If I told you how long little bottles of nail polish, sample bottles of shampoo and bubble bath, deodorant bottles, tubes of lip balm, errant Q-Tips and cotton balls, have been falling out of the bathroom cupboard every time its door is opened, you probably wouldn’t let your kids or grandkids play with my kids. I’ve fully intended to tackle this task but once you shove the stuff back in and shut the door, it’s easy to forget until the next morning when it all tumbles out again and then of course, there isn’t time.

Somehow, Sunday became cleaning day. My to-do list did not originally include cupboard de-cluttering, but when I had to wrestle the falling bottles during a search for a back-up bottle of sunscreen, I knew it just couldn’t be put off anymore. David had misplaced the sunscreen he’d used just the day before and I was sure additional bottles could be found nestled in their own little basket of like items: Summer Lotions (sunscreen and bug repellent).

Finding the little basket meant removing the two travel bags of toiletries, the Klutz Press face painting book, the bag of cotton balls, and an assorted mess of bottles (refer to the falling items above).

Once all that was out, there was no stopping me. I decluttered and organized with wild abandon. You’d never know it to look in the cupboard or the trash, though. I could only let go of an essentially empty can of mousse, several tubes of lip balm, various toothpaste tubes with just a tiny bit left (some kid seems to replace them with a full tube before getting every last bit out), and a few trial samples of shampoo and such.

I worry about the poor example I’m setting for my kids. Will they repeat the pattern and make a home with too much stuff cluttering their lives? But I think back to a game we played on the way to New York for spring break. I had brought along the book, From Around the Family Table: 365 Mealtime Conversations for Parents and Children by Ronda Coleman, and the kids humored me by calling out numbers and I read the thought provoking questions.
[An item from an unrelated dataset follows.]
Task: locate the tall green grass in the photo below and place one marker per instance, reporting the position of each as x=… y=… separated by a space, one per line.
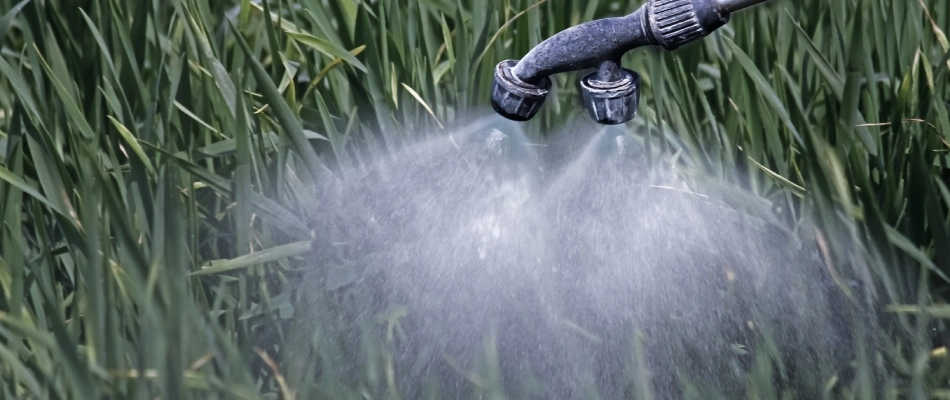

The condensed version of number nine: You have 10 minutes to get out of your house due to an impending wildfire raging nearby. What do you take with you?

They, and their friends who accompanied us, hashed around a few things such as a pillow, clothes and pictures, but ultimately concluded that the material things don’t really matter.

Now, if I could hang on to that thought, I might be able to let a few more items join the ugly green couch at the curb.